Regime fiscal é considerado insustentável
Segundo o estudo, o atual regime fiscal é insustentável e pode comprometer não apenas a capacidade de investimento do Estado, mas também a própria manutenção de serviços essenciais.
“O estrangulamento fiscal” é apontado como o centro do debate econômico, e a combinação entre aumento das despesas obrigatórias e queda na receita pública torna o quadro cada vez mais crítico.
A projeção da IFI mostra uma escalada constante da dívida: 77,6% do PIB em 2025, 82,4% em 2026 e 100% já em 2030. Se nada for feito, esse número pode atingir 124,9% do PIB até 2035.
A expectativa de crescimento da economia também é baixa: o PIB avançaria em média apenas 2,2% ao ano entre 2022 e 2035, ritmo insuficiente para equilibrar a trajetória da dívida.

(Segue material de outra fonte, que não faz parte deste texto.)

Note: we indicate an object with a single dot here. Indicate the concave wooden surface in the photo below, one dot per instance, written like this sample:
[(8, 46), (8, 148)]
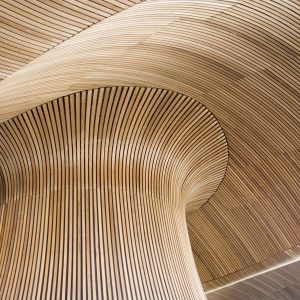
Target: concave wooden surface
[(30, 28), (96, 189), (238, 58)]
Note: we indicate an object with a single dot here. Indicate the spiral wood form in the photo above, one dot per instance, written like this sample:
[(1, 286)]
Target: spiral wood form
[(96, 188)]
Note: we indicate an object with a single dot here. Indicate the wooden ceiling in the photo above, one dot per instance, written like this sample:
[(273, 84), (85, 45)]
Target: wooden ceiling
[(96, 184), (241, 60), (30, 28)]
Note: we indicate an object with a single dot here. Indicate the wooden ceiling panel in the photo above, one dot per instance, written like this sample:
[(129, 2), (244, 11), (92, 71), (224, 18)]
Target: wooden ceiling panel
[(241, 60), (30, 28)]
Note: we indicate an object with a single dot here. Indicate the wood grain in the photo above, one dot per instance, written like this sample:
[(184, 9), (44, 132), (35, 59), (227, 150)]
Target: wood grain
[(30, 28), (282, 284), (97, 185), (238, 58)]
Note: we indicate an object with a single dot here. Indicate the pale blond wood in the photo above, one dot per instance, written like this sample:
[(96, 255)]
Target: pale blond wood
[(241, 60), (96, 188), (30, 28)]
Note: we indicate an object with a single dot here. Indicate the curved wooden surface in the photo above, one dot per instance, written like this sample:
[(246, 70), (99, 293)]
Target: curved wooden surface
[(238, 58), (97, 184), (30, 28)]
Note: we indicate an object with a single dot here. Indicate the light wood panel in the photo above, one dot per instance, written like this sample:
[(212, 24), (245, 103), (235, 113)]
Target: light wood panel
[(30, 28), (282, 284), (97, 184), (241, 60)]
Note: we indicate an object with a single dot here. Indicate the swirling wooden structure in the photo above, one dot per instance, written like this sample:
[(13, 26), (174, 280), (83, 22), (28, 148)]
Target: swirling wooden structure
[(238, 58), (96, 189), (30, 28)]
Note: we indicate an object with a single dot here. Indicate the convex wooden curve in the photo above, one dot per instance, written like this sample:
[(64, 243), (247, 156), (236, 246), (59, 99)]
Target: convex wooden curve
[(95, 189)]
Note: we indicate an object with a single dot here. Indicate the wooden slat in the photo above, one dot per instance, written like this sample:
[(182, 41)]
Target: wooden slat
[(30, 28), (97, 185), (238, 58)]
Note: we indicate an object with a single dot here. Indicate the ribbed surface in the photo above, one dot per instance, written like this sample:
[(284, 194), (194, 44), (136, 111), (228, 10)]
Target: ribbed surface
[(279, 284), (97, 184), (30, 28), (241, 60)]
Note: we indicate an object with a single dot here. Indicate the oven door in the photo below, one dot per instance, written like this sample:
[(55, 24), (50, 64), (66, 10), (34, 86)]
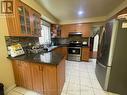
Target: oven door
[(74, 50)]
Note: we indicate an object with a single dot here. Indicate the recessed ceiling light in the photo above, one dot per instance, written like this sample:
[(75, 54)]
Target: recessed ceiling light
[(80, 13)]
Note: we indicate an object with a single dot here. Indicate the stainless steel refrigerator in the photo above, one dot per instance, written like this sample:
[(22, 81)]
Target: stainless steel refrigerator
[(111, 64)]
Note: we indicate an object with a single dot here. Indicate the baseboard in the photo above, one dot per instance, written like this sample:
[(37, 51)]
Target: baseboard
[(9, 89)]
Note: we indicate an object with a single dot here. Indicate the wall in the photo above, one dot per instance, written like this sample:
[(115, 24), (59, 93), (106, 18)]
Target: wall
[(84, 28), (6, 72)]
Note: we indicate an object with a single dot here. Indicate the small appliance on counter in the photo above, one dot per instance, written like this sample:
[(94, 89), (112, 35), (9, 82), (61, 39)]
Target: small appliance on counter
[(15, 50)]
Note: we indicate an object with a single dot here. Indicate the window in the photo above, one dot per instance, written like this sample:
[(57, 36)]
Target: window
[(45, 33)]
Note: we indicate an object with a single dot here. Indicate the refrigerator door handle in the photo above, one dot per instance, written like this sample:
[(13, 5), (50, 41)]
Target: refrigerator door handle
[(101, 65)]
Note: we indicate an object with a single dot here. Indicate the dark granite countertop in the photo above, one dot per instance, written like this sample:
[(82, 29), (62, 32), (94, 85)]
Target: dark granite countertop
[(52, 58)]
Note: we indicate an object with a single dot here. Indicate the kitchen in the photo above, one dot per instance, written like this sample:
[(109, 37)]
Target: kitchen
[(12, 26)]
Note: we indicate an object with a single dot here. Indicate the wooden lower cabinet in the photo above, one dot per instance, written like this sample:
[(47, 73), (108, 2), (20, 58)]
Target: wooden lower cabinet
[(85, 54), (22, 74), (37, 77), (42, 78)]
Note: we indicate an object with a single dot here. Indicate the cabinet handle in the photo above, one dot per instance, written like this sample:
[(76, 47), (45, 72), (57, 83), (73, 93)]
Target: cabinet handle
[(40, 68)]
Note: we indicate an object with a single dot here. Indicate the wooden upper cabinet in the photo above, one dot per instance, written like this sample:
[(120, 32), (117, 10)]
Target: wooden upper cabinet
[(22, 23), (85, 29), (85, 54), (22, 74)]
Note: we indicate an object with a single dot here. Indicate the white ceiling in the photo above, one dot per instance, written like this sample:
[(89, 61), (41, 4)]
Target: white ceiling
[(67, 10)]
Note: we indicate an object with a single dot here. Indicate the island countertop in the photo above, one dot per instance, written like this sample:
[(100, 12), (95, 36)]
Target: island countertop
[(51, 57)]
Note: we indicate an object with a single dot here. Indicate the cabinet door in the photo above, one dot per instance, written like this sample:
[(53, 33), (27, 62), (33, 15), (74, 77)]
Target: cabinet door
[(22, 74), (37, 77), (36, 23), (85, 54), (61, 75), (24, 19), (50, 81)]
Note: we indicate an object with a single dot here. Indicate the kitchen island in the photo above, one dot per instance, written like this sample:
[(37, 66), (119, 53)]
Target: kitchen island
[(42, 72)]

Receitas caem, despesas aumentam
A receita primária líquida do governo central (arrecadação total do governo federal descontadas as transferências obrigatórias a estados e municípios), que em 2025 deve atingir 18,3% do PIB, tende a cair para 17,7% até 2035.

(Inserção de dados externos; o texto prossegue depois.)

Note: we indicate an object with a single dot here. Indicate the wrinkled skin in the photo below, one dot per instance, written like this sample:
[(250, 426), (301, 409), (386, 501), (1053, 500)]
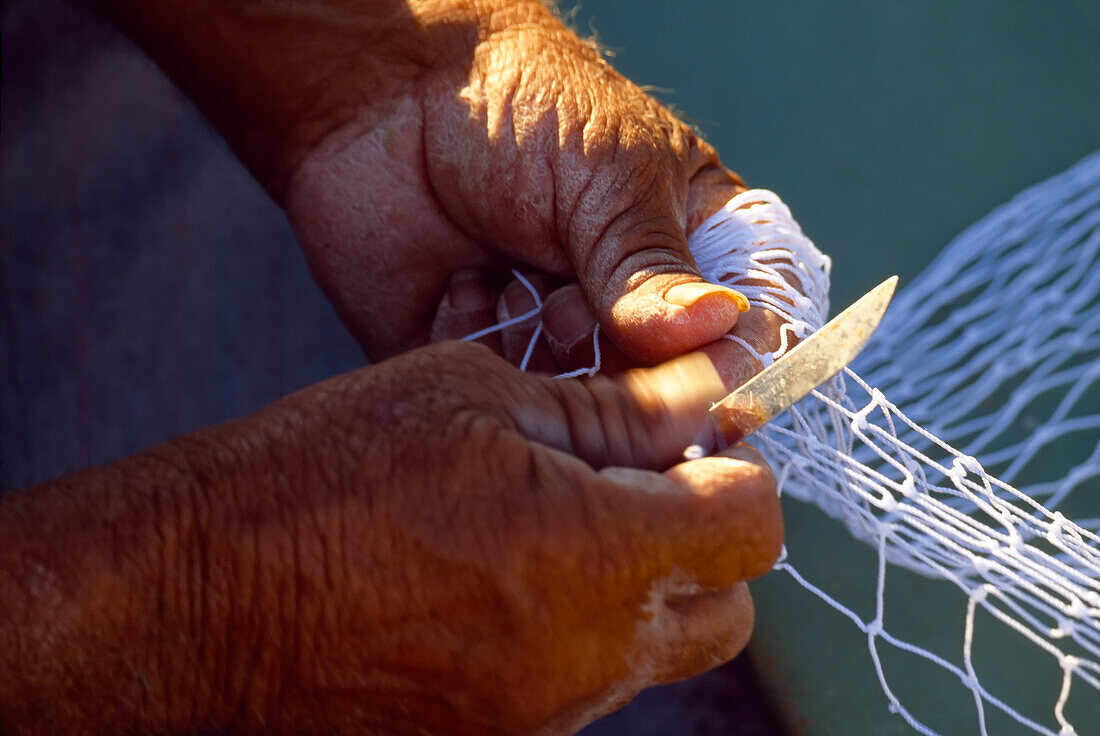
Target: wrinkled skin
[(517, 145), (437, 544), (474, 557)]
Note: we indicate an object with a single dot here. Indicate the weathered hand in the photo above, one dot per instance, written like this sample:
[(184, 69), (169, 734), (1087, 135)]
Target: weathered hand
[(512, 143), (438, 544)]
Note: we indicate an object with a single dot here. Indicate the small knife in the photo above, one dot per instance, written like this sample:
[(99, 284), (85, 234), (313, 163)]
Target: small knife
[(807, 365)]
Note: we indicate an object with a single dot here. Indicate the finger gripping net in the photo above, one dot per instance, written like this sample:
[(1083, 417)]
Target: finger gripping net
[(993, 349)]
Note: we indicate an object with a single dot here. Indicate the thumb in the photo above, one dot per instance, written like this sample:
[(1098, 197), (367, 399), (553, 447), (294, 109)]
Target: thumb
[(645, 286)]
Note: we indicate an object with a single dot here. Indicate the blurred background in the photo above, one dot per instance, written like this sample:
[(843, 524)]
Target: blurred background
[(147, 286)]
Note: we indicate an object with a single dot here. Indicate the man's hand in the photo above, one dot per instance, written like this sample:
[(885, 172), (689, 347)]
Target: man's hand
[(520, 145), (410, 140), (438, 544)]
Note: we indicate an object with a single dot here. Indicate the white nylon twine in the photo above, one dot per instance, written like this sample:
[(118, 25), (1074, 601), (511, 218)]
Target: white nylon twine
[(996, 349)]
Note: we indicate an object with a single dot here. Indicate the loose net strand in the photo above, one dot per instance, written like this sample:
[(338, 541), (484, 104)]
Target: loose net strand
[(994, 348)]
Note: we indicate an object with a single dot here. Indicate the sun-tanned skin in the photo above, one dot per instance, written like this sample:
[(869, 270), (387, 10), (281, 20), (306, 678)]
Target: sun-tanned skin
[(438, 544), (339, 563)]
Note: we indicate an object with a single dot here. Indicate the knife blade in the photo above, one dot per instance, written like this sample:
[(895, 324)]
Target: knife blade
[(804, 368)]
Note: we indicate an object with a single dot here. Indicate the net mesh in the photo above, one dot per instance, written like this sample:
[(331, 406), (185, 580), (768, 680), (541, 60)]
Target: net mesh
[(994, 349)]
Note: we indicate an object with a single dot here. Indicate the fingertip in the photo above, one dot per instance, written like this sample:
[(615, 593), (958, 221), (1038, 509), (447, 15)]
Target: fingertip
[(669, 315), (739, 527), (466, 307)]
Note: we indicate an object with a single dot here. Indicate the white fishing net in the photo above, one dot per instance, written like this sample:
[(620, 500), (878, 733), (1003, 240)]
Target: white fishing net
[(964, 443)]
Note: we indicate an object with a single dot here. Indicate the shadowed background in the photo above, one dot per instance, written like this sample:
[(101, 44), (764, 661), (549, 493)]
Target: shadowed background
[(147, 286)]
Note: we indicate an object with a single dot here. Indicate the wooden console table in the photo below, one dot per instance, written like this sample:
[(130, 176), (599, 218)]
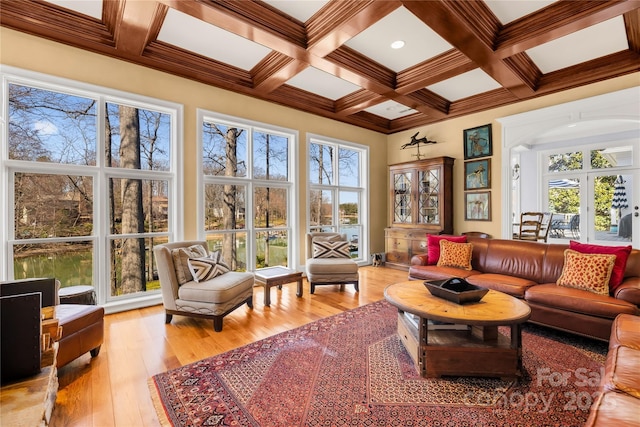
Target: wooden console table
[(30, 402)]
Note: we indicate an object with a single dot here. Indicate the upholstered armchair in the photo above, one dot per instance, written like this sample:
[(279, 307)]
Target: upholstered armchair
[(329, 261), (196, 283)]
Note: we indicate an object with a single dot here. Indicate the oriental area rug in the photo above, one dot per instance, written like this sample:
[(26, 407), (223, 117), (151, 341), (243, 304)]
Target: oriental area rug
[(351, 369)]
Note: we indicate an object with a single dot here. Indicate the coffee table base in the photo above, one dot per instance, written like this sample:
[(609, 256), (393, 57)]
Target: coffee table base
[(461, 352)]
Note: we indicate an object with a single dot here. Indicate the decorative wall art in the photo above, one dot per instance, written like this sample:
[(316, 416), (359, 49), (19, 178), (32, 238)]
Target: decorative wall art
[(477, 142), (416, 142), (477, 206), (477, 174)]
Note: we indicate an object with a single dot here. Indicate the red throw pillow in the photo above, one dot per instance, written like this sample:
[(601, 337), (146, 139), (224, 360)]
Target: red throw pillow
[(433, 245), (621, 253)]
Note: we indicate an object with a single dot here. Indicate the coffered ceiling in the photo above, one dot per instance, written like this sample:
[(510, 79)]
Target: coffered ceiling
[(334, 58)]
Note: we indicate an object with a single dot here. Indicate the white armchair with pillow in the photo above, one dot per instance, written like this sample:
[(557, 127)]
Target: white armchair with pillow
[(329, 261), (197, 283)]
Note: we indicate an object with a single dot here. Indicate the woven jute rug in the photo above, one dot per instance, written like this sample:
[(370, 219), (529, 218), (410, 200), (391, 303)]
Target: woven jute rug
[(351, 369)]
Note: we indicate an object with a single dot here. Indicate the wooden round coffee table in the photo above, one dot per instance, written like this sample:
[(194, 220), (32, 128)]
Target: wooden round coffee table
[(445, 338)]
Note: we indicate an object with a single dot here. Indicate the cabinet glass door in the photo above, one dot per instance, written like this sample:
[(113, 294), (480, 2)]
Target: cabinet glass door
[(402, 198), (428, 196)]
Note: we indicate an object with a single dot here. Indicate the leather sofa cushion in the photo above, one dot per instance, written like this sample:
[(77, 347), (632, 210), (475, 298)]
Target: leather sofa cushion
[(578, 301), (626, 331), (511, 285), (76, 317), (433, 272), (614, 409), (622, 371), (525, 259), (218, 290)]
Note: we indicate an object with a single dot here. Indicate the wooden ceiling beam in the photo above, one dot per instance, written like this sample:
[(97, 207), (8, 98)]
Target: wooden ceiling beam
[(632, 27), (136, 24), (339, 21), (446, 65), (451, 20), (557, 20), (275, 70), (357, 101)]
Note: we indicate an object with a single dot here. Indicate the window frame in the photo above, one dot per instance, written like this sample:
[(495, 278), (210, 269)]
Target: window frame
[(336, 189), (100, 174), (248, 181)]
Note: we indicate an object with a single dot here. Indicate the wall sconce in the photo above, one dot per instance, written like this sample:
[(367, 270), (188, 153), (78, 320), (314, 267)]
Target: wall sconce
[(515, 172)]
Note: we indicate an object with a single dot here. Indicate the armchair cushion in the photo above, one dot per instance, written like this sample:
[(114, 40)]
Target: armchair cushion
[(331, 249), (208, 267), (181, 261)]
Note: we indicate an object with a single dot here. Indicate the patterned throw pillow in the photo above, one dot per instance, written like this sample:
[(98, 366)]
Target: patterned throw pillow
[(621, 252), (181, 261), (454, 254), (589, 272), (433, 245), (208, 267), (327, 249)]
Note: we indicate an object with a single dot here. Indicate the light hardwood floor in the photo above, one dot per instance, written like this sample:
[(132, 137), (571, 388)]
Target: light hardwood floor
[(112, 389)]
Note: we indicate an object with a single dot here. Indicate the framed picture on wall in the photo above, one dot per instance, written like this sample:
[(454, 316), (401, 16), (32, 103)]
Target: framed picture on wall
[(477, 174), (477, 206), (477, 142)]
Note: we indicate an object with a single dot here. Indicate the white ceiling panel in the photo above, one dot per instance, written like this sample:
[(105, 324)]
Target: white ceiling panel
[(464, 85), (581, 46), (210, 41), (323, 84), (510, 10), (391, 110), (302, 10), (421, 42)]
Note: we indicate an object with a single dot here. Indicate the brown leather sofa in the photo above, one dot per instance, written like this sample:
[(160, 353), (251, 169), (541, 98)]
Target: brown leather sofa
[(529, 270), (618, 402), (82, 331)]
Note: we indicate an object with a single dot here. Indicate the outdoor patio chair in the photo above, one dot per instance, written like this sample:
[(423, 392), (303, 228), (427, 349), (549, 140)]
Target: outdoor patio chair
[(530, 223)]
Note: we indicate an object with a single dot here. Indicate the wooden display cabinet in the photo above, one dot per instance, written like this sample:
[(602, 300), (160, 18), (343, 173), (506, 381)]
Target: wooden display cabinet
[(421, 203)]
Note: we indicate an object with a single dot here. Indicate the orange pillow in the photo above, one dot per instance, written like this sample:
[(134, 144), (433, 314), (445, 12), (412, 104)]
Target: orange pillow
[(454, 254), (589, 272)]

Em contrapartida, as despesas primárias (gastos do governo com saúde, educação, Previdência e demais áreas, excluindo os juros da dívida) sobem de 18,9% para 20,4% do PIB no mesmo período.

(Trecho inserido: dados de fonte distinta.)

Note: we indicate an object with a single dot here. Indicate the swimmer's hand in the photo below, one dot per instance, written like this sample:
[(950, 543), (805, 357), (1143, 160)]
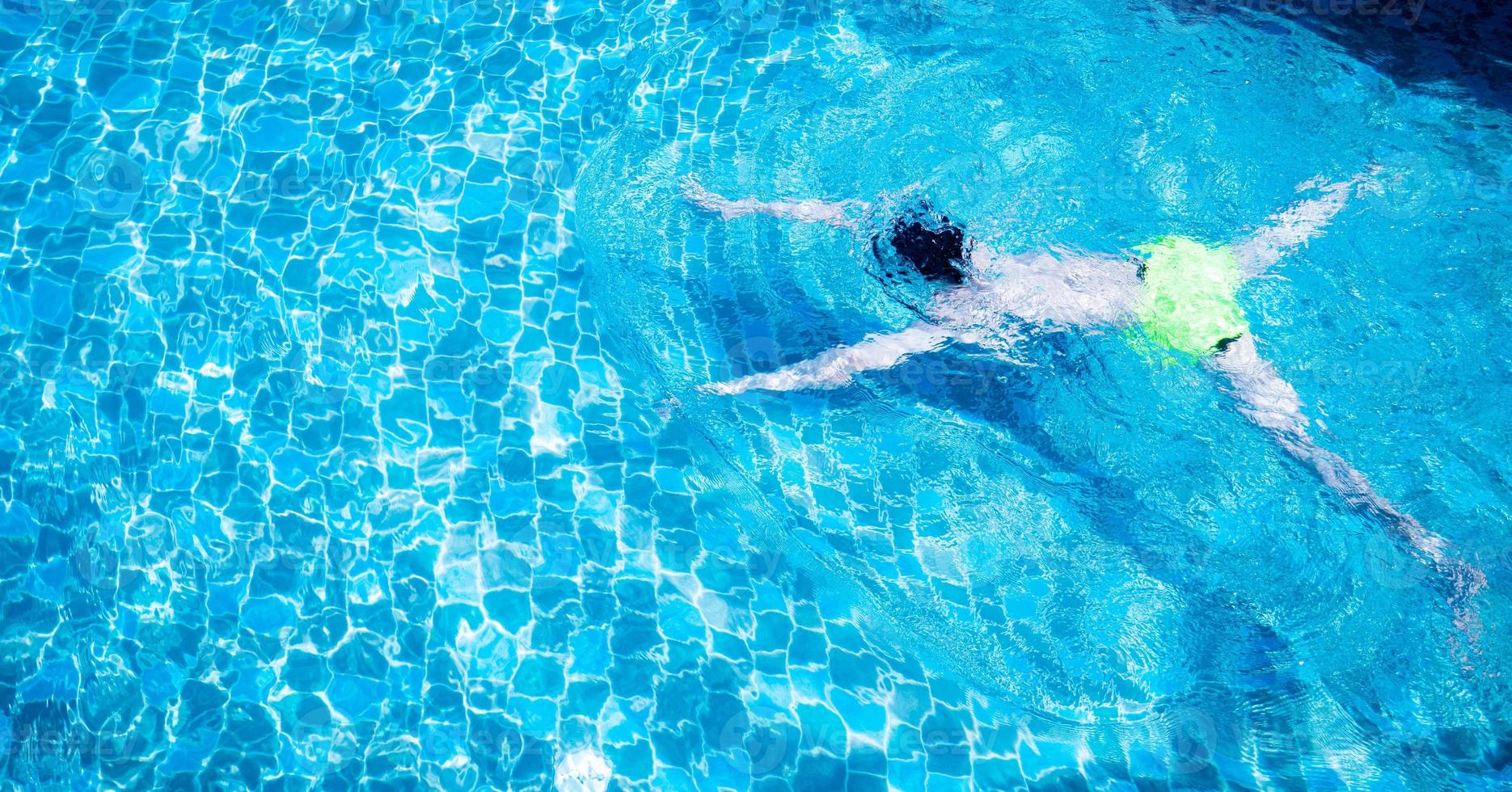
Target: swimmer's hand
[(709, 201), (835, 368), (780, 380)]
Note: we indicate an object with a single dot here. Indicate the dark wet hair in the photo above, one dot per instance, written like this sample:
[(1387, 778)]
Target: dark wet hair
[(931, 244)]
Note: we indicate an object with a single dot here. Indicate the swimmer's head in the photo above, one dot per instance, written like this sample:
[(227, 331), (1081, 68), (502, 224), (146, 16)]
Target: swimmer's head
[(929, 244)]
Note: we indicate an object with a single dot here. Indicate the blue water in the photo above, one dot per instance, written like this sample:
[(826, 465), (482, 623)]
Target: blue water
[(349, 434)]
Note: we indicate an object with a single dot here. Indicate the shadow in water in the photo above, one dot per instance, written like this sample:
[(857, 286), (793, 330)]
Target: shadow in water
[(1417, 43)]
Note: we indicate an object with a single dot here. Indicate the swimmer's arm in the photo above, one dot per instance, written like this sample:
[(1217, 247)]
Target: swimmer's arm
[(834, 213), (835, 368), (1273, 406), (1298, 224)]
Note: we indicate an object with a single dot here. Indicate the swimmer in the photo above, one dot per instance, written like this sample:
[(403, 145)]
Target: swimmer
[(1176, 292)]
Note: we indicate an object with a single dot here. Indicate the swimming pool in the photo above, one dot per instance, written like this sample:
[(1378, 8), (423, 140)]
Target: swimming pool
[(351, 430)]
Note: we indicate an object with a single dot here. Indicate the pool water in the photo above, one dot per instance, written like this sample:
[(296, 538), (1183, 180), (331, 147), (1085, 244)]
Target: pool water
[(351, 439)]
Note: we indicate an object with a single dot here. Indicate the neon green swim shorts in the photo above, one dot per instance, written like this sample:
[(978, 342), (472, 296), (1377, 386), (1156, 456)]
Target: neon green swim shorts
[(1189, 295)]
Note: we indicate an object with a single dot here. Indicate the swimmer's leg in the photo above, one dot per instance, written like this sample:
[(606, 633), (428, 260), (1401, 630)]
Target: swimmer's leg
[(835, 368), (1272, 404), (1298, 224), (834, 213)]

Isso gera um déficit estimado em 0,66% do PIB em 2025, chegando a 3% em 2032. “A partir de 2027, o estrangulamento é absoluto”, afirma a IFI.
Parte significativa das despesas cresce automaticamente, com valores atrelados ao salário mínimo e às vinculações constitucionais para saúde e educação, o que limita ainda mais a margem de manobra do governo.
Ao mesmo tempo, o potencial de arrecadação também está se esgotando: a carga tributária chegou a 34,24% do PIB em 2024, segudo dados do FGV/IBRE, o que reduz o espaço para novos aumentos de impostos.
Meta fiscal distante da realidade
O relatório também destaca que, mesmo com os contingenciamentos já anunciados de R$ 20,7 bilhões, o centro da meta fiscal de 2025 não será alcançado. Para cumprir rigorosamente a meta, seriam necessários mais R$ 30,9 bilhões em cortes.
A expectativa da IFI é de que, mesmo com as flexibilidades do arcabouço fiscal, o resultado primário de R$ 83,1 bilhões de déficit em 2025 contribuirá diretamente para o crescimento da dívida.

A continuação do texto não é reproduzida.